Vom-Blatt-Spielen hat bei mir nicht ganz so schlecht geklappt: Aber da gab es in der Jugend auch Noten-Lese-Bedarf genug: in der Bigband an der Trompete, im Posaunenchor mit gleichzeitigem Transponieren, bei Popsongs am Klavier etc. Nach alledem konnte ich sowohl einfache Noten als auch Rhythmen recht zügig erfassen und teilweise vom Blatt spielen. Außerhalb dieses angeeigneten Erfahrungsbereichs hat das aber nicht funktioniert - vor allem Begleiten habe ich nicht gekonnt. Mit Generalbass-Spielen ist es nichts geworden, auch sonst habe ich das Zeug zum Begleiten von Barock-Stücken am Klavier nicht gehabt. Später war ich daran interessiert, mir bekannte Choräle und Lieder nur mit Melodie-Noten am Klavier begleiten zu können - das ging nämlich auch überhaupt nicht, noch nicht einmal mit ausgesetzten Stücken, war anscheinend ein anderes, mir nicht verinnerlichtes Muster: also neu lernen mit Akkordfolgen, Stimmführung, Tonleitern, Gehörbildung, Akkorde inkl. Optionstönen sowie die richtigen Auslassungen, Rhythmus-Pattern - all das spielt da eine Rolle.
Ich kann normalerweise nicht mal eben am Notenbild erkennen, ob ein Dreiklang Dur oder Moll ist - die Grundnoten sind ja dieselben, nur die Vorzeichen unterscheiden sich. Willst du das spontan entziffern, wird das nichts - musst schon wissen, in welcher Tonart du bist.
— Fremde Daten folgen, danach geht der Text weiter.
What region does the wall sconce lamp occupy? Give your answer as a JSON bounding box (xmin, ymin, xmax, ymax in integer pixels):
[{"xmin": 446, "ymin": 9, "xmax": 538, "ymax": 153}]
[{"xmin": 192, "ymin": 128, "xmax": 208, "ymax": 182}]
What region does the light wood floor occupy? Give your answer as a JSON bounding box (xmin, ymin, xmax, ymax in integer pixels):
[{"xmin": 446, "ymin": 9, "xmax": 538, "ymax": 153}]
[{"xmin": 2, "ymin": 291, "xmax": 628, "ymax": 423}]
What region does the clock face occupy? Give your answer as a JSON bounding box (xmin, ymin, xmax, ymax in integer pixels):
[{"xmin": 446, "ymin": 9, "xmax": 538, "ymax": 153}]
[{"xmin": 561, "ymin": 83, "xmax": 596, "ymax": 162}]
Aber inzwischen kann ich mir ja vorstellen, ob ein Dreiklang im Gefüge eher Dur oder Moll und ob er eher dominantisch oder subdominantisch sein müsste. Da denke ich aber inzwischen auch in Jazz-Kategorien, also in Stufentheorie u.ä.
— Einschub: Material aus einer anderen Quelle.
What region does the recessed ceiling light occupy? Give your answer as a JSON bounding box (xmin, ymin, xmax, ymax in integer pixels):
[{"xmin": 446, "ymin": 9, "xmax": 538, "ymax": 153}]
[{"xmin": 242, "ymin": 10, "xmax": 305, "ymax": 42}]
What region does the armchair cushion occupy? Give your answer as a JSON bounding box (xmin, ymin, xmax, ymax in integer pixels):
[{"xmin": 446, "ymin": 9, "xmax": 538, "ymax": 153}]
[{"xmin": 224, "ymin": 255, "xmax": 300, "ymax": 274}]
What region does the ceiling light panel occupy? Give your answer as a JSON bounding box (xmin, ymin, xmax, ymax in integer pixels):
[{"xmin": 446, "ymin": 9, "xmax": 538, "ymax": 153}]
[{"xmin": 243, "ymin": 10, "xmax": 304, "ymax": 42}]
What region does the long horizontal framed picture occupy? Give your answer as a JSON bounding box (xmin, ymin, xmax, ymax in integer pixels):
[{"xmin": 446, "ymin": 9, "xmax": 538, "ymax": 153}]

Den Grundton lesen: Den muss man ja erst einmal erkennen, das ist ja nicht automatisch die tiefste Note. Du hast recht: Wenn man den "mal eben" erkennt, kommt man mit mancher Musik gut zurecht, aber das hat nichts mehr mit dem reinen Lesen zu tun - um das zügig zu erfassen, musst du zuhause in der Musiktheorie sein.
Ich behaupte also: Je nachdem, was du genau willst, wird das Ziel ein anderes sein, der Weg natürlich auch. Vom-Blatt-Spielen-Können halte ich jedenfalls nicht für eine allgemeine Fähigkeit, sondern für eine sehr kontextbezogene. In einer bestimmten Erfahrungswelt würde ich also mit dem Vertiefen mal anfangen - am besten da, wo du es können willst. Aber wie man das ohne Anlass hinbekommt, kann ich nicht sagen.